U.S. immigration law provides several paths to obtaining lawful permanent resident (LPR) status, and ultimately, citizenship through naturalization. A green card, technically, is evidence of lawful permanent resident status. Depending on your particular situation, you may be able to "adjust" your current immigration status to that of an LPR while you are in the U.S. or obtain an immigrant visa at a U.S. embassy abroad.
It is extremely important to work with an experienced immigration lawyer to ensure that every step of the immigration process fits into a successful, long-term immigration strategy. One small mistake along the way, can have devastating and permanent consequences.
"Work visas" are not an immigration status. There really is no such thing as a work visa. It is not its own separate status or document. Instead, think of the concept of a "work visa" this way: a foreign national is authorized to work in the U.S. only if the person's visa status permits it.
That means, for example, that U.S. law does not allow someone coming to the U.S. as a tourist to work. Even if the tourist completes the work permit (employment authorization document/EAD) application on the USCIS website and pays the fee, USCIS will process the form, deny the EAD, and keep the fee. USCIS will not approve an application for an EAD based upon a B visitor visa or ESTA. Visitors cannot work while in the U.S. and cannot apply for an EAD.
It also means, for example, that someone who is in H-1B status is automatically work-authorized because they hold H-1B status. This is a visa status that the employer files on behalf of a temporary foreign worker. Neither the employer nor the H-1B worker needs to apply for an EAD because the USCIS-approved H-1B status automatically authorizes employment.
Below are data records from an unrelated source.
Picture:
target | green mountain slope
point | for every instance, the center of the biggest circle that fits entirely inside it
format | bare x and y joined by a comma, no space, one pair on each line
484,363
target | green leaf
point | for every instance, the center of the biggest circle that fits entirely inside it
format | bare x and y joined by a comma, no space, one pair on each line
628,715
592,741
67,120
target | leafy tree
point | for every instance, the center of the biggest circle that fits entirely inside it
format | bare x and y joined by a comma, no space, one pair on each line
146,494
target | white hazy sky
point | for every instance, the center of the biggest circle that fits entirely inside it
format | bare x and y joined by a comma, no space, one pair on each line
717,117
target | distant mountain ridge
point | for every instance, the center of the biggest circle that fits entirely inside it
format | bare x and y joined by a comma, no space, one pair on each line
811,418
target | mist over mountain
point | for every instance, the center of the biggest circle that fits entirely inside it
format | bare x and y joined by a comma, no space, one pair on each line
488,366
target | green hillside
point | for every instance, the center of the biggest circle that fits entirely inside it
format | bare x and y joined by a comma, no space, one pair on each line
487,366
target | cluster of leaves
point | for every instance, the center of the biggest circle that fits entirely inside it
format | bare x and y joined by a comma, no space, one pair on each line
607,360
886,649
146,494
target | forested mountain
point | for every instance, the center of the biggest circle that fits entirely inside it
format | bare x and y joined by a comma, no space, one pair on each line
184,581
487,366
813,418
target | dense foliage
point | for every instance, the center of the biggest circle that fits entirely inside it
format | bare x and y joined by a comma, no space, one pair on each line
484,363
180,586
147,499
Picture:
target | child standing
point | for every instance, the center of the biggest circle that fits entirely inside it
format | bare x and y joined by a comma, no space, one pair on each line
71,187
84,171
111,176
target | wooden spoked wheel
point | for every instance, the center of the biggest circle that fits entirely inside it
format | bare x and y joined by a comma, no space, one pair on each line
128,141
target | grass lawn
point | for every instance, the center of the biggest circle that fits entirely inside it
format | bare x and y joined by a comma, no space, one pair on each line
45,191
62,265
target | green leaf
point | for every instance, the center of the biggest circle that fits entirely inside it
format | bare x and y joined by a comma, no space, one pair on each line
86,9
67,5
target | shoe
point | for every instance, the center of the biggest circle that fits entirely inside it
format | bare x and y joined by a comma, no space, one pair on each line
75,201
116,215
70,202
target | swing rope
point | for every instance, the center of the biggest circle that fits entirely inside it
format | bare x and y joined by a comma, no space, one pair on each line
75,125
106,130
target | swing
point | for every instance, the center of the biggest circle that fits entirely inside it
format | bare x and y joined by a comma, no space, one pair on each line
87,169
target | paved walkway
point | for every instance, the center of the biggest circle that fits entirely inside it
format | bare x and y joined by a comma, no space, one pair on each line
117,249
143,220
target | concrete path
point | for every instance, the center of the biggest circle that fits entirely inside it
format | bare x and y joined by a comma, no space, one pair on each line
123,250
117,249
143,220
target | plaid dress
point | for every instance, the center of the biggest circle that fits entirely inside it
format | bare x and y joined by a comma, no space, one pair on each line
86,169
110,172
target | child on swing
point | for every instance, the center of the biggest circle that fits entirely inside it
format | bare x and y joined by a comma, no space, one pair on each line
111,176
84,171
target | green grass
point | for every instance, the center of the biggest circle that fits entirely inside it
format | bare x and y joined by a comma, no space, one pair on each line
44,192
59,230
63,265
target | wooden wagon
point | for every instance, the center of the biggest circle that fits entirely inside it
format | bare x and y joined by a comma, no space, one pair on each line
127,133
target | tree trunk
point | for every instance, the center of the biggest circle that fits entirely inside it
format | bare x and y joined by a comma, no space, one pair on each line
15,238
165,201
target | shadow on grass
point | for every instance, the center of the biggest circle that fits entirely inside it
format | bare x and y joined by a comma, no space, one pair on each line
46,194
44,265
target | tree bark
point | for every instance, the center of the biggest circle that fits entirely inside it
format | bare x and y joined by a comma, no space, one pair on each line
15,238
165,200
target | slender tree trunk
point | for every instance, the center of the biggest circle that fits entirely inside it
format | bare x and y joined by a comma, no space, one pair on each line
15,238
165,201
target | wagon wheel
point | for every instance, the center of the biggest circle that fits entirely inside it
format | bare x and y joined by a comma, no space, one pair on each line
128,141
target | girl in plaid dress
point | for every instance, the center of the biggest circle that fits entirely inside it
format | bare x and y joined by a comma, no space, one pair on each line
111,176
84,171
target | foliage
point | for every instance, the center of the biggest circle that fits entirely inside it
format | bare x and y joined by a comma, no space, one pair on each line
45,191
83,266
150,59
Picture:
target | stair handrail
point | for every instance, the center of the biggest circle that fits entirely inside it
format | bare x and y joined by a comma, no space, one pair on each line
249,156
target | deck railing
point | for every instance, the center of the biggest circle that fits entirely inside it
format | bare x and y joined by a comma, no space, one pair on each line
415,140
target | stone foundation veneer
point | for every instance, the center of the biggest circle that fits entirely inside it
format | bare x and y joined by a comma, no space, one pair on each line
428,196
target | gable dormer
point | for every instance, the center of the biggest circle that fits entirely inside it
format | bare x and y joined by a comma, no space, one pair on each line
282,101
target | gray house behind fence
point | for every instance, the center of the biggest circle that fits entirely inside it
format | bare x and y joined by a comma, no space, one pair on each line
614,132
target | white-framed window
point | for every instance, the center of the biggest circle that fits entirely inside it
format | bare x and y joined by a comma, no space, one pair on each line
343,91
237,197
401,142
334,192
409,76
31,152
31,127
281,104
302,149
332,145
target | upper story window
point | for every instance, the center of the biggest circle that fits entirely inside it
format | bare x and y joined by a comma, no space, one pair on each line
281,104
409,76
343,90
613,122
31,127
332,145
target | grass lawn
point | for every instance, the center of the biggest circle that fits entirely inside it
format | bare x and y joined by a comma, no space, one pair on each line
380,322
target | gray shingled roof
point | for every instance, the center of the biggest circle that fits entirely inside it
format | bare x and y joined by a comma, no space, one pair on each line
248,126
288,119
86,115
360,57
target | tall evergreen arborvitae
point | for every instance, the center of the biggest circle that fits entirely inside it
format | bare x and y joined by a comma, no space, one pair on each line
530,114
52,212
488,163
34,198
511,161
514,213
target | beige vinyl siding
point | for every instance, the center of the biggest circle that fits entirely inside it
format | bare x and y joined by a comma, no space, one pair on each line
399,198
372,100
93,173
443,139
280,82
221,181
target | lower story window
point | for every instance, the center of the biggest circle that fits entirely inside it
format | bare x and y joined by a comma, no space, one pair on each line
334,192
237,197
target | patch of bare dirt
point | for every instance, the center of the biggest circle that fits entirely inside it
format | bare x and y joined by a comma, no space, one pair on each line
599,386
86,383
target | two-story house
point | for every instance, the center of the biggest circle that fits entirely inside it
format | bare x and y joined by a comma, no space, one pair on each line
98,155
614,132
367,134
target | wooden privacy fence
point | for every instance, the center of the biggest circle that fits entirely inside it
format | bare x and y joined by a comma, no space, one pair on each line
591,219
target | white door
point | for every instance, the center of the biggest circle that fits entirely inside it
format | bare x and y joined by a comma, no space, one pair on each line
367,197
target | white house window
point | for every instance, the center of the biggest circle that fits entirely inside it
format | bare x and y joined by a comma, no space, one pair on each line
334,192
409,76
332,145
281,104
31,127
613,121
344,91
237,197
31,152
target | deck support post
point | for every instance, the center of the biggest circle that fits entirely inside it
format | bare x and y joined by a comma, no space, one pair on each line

U.S. Immigration law provides for employment authorization in very specific situations. It specifies what type of employment authorization a particular visa category holder must have. We can assist you in determining the best visa category for yourself or your employees
Many people coming to the U.S. do so by interviewing and obtaining a visa at a U.S. consulate in their home countries. They attend either an immigrant visa or a nonimmigrant visa interview. Student visas, visitor visas, H-1B and L-1 visas, or investor visas like the E-2 visa are all nonimmigrant, or temporary visa statuses.
People seeking to come to the U.S. permanently and obtain LPR status will attend an immigrant visa interview. Upon approval and entry into the U.S., the immigrant will receive an actual green card in the mail at his or her new residence in the U.S. that is evidence of LPR status.
The U.S. requires that most people who enter the U.S. have a visa issued by a U.S. consulate or possess an approved ESTA application. Even if you plan to only be in the U.S. temporarily, check with us to ensure that you obtain the proper entry documents.
If you are already in the U.S., as an F-1 student, for example, and your employer submits an H-1B lottery registration for you, you will change your status from an F-1 OPT student to an H-1B without leaving the U.S.
If you do travel out of the U.S. you would have to obtain an actual H-1B visa stamp in your passport to return to the U.S. Once you have the visa, you may be able to revalidate it without leaving the U.S. prior to its expiration date. The State Department has reinstated stateside visa revalidation after a 20-year lapse.